The female is equipped with another testing kit, this one useful in the reproductive process. Once she is ready to lay eggs, her ovipositor takes soil readings, looking for just the right conditions. Different species have different preferences, and the soil may be sandy, rocky or loamy. The number of eggs, laid in pods, varies with the size of the species, from about ten in the smallest to about one hundred in the largest. The number of pods laid per year varies with temperature, moisture and food quality, among other factors. The female digs with two pairs of triangular valves at the end of her abdomen and secretes a foamy substance around the eggs that hardens and protects them from weather, parasites and predators. Climate dictates what happens next, as some eggs hatch relatively quickly while others develop only until the temperature drops sufficiently, when they become dormant until spring.
The eggs look like little rice grains, and the first nymphs to hatch tunnel to the surface, with the rest from that pod following, generally within a few minutes. These are insects that undergo incomplete metamorphosis, growing as nymphs that look like adults without wings or reproductive organs. They molt as many as six to eight times, depending on geography, species and sex - females, which tend to be larger, go through an extra molt - by swallowing air to build up pressure that splits the old cuticle and finally becoming adults with functional wings. Internally, they do not have a complex blood circulatory system, nor do they have lungs. A green blood-like fluid circulates through relatively open spaces in the grasshopper's body, carrying nutrients and picking up waste, and air-filled tubes that open at the surfaces of the abdomen and thorax allow for the exchange of oxygen and carbon dioxide.

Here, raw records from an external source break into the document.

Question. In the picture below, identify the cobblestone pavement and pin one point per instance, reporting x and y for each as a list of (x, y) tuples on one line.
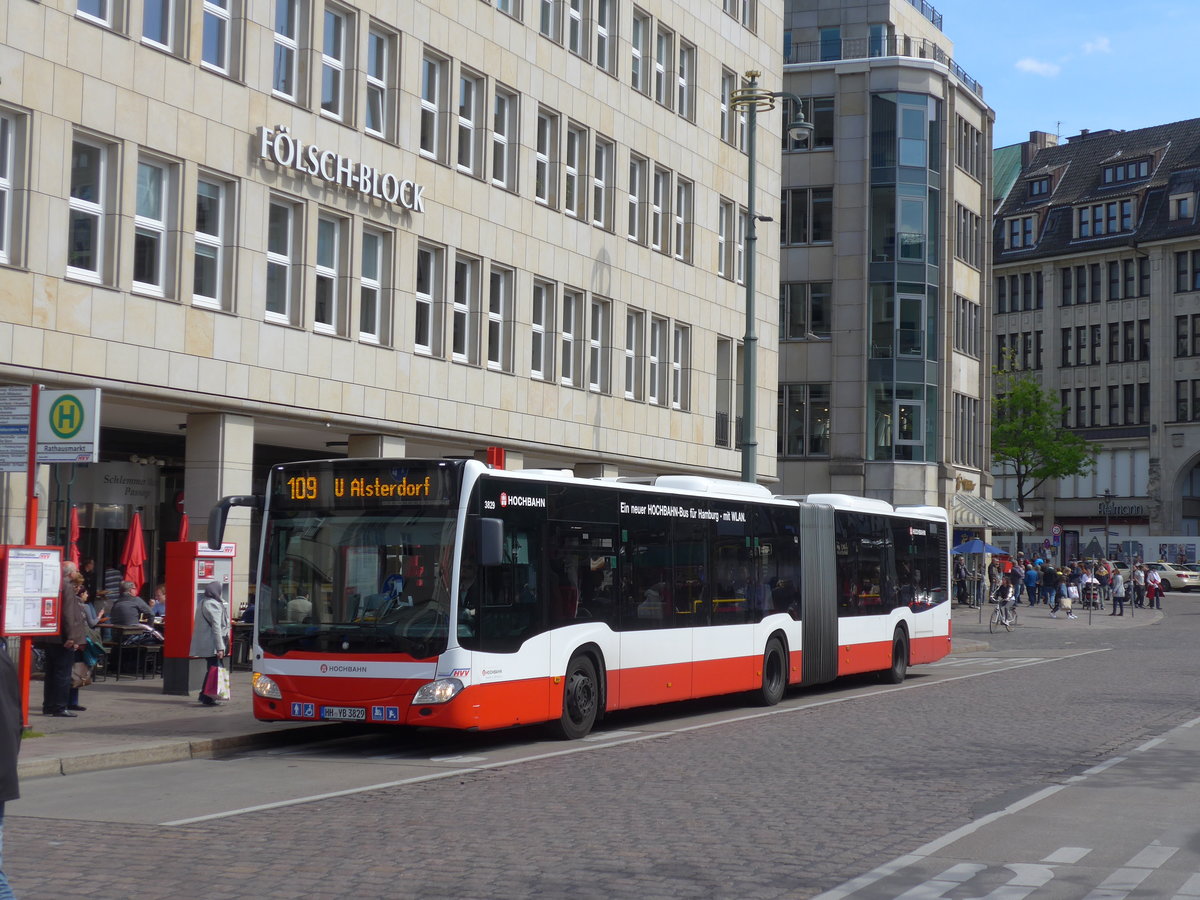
[(779, 807)]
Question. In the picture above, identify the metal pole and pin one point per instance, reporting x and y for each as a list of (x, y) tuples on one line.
[(750, 341)]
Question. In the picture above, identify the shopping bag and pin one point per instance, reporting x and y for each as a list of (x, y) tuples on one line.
[(210, 682), (81, 675)]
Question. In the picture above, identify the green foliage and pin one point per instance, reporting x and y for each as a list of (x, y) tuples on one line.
[(1027, 438)]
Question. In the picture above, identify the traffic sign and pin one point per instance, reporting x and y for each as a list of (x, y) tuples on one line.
[(69, 425)]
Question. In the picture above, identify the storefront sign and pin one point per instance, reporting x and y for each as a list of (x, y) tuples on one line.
[(277, 145)]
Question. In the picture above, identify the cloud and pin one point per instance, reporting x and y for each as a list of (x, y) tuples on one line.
[(1033, 66)]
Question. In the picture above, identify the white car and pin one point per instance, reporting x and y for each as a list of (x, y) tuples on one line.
[(1175, 577)]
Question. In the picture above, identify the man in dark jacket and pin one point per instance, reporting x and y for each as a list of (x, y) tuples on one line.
[(60, 649), (10, 743)]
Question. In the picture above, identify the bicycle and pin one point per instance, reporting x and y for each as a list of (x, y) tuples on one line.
[(1003, 616)]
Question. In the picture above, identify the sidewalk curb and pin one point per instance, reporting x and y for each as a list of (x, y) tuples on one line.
[(151, 754)]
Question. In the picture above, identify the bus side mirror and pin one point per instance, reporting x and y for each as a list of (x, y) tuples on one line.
[(491, 541)]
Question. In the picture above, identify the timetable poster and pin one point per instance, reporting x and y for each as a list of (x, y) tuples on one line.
[(31, 585)]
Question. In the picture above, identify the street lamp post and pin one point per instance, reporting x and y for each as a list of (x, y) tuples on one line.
[(753, 99)]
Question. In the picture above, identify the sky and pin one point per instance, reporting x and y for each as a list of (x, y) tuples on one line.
[(1065, 65)]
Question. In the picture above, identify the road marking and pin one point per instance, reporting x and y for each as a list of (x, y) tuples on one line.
[(603, 739)]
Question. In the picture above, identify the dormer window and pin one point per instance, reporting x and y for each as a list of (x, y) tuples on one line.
[(1101, 219), (1129, 171)]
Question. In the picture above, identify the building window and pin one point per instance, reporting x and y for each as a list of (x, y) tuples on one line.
[(635, 354), (216, 37), (499, 319), (333, 63), (657, 360), (681, 367), (601, 183), (433, 103), (683, 220), (605, 23), (541, 358), (574, 156), (465, 311), (504, 139), (471, 114), (577, 39), (151, 228), (547, 19), (725, 214), (640, 52), (639, 168), (282, 231), (660, 210), (599, 340), (427, 315), (379, 78), (664, 66), (328, 301), (88, 216), (803, 420), (214, 233), (685, 82), (805, 310), (729, 132), (546, 159), (286, 78), (372, 282), (571, 340), (807, 216), (819, 113)]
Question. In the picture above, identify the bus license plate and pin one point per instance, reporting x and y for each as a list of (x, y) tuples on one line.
[(345, 714)]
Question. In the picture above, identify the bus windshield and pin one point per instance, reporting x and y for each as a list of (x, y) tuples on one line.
[(357, 581)]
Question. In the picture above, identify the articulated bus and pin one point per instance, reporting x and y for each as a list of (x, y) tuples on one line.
[(449, 594)]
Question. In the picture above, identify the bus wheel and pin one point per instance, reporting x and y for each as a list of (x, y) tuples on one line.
[(581, 700), (774, 673), (899, 659)]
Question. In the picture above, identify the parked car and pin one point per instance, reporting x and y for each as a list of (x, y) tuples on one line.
[(1175, 577)]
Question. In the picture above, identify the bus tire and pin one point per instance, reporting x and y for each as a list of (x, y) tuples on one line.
[(774, 673), (899, 669), (581, 700)]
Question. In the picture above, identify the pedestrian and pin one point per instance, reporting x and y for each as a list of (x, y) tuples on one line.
[(1032, 580), (210, 635), (1138, 576), (59, 649), (10, 745), (1117, 587), (1153, 589)]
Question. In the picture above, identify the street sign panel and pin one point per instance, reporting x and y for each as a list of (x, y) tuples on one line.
[(15, 407), (69, 425)]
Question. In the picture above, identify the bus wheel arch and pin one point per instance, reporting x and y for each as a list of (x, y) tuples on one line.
[(900, 653), (775, 670), (583, 696)]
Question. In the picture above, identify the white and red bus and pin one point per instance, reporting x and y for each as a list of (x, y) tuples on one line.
[(449, 594)]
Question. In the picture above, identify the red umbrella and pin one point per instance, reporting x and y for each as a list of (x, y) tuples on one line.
[(135, 553), (73, 537)]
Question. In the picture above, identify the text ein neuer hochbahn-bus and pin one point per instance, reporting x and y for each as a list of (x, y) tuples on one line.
[(449, 594)]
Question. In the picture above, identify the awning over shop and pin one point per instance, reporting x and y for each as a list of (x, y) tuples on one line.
[(979, 511)]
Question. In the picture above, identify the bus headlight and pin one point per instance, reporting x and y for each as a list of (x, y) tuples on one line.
[(439, 691), (265, 688)]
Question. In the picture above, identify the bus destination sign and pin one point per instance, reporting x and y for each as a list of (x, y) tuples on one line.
[(359, 484)]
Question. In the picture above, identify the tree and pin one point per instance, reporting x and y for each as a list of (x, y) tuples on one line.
[(1027, 439)]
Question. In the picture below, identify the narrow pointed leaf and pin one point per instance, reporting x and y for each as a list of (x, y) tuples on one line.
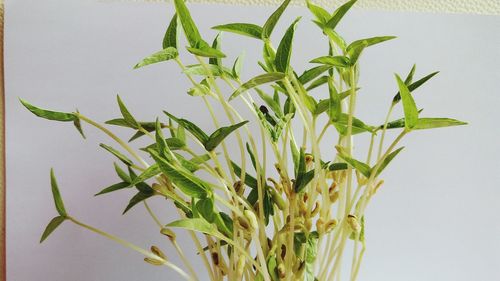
[(246, 29), (118, 154), (339, 14), (361, 167), (284, 52), (256, 81), (413, 86), (190, 30), (191, 127), (271, 22), (196, 224), (220, 134), (188, 183), (338, 61), (58, 202), (126, 114), (409, 106), (355, 48), (431, 123), (48, 114), (388, 160), (114, 187), (53, 224), (160, 56), (170, 38)]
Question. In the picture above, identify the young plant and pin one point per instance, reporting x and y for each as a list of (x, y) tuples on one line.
[(286, 217)]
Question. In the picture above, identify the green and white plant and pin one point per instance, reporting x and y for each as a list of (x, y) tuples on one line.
[(289, 216)]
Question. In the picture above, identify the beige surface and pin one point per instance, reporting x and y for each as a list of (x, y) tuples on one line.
[(485, 7)]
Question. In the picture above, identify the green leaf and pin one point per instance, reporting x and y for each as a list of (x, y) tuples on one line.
[(48, 114), (271, 22), (184, 180), (338, 61), (284, 52), (57, 195), (170, 38), (355, 48), (322, 15), (412, 87), (216, 44), (191, 127), (190, 30), (204, 70), (431, 123), (150, 172), (138, 198), (339, 14), (246, 29), (361, 167), (388, 160), (118, 154), (337, 166), (160, 56), (121, 174), (198, 225), (114, 187), (129, 119), (238, 64), (220, 134), (204, 50), (78, 126), (53, 224), (312, 73), (409, 106), (256, 81)]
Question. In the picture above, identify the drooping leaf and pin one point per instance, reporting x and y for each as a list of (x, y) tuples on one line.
[(355, 48), (256, 81), (246, 29), (388, 160), (338, 61), (191, 127), (284, 52), (220, 134), (413, 86), (48, 114), (409, 106), (339, 14), (53, 224), (170, 38), (118, 154), (271, 22), (160, 56), (114, 187), (188, 183), (58, 202)]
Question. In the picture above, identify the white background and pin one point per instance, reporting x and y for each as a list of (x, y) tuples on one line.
[(437, 217)]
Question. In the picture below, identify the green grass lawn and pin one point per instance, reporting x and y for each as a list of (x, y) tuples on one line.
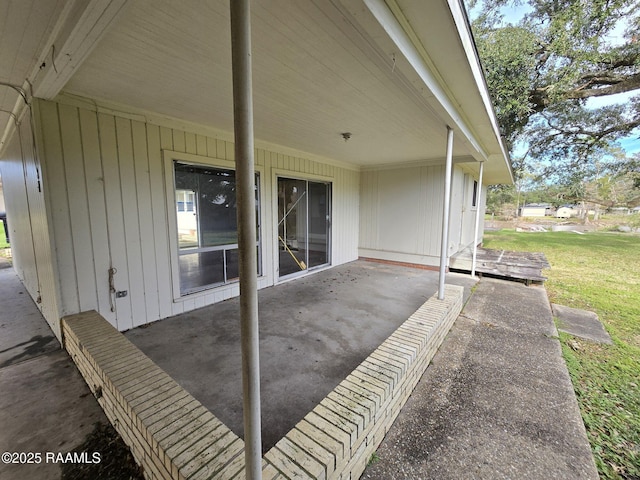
[(598, 272)]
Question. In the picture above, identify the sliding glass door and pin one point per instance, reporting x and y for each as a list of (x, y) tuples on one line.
[(304, 222), (207, 226)]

Grasshoppers are part of a large group of insects that includes crickets, katydids and locusts. The family that includes grasshoppers, Acrididae, contains more than 10,000 species, with some individuals reaching 4 inches long.
South Carolina has from thirty to forty species, says Bellinger, with the most noticeable, if not the most common, being the banded-wing grasshoppers. They are large and produce sound when they fly, calling our attention to them more often - and, for that matter, throwing an instant's confusion at predators.
The protein that draws so many creatures to eat grasshoppers draws people, too, particularly in Asia and Africa, where they're often fried. Sound environmental and nutritional reasons exist for eating them, although the aesthetics may take some getting used to.
That wasn't a problem, of course, for Juliette, who remained the picture of health on a grasshopper diet. Me, I was never tempted.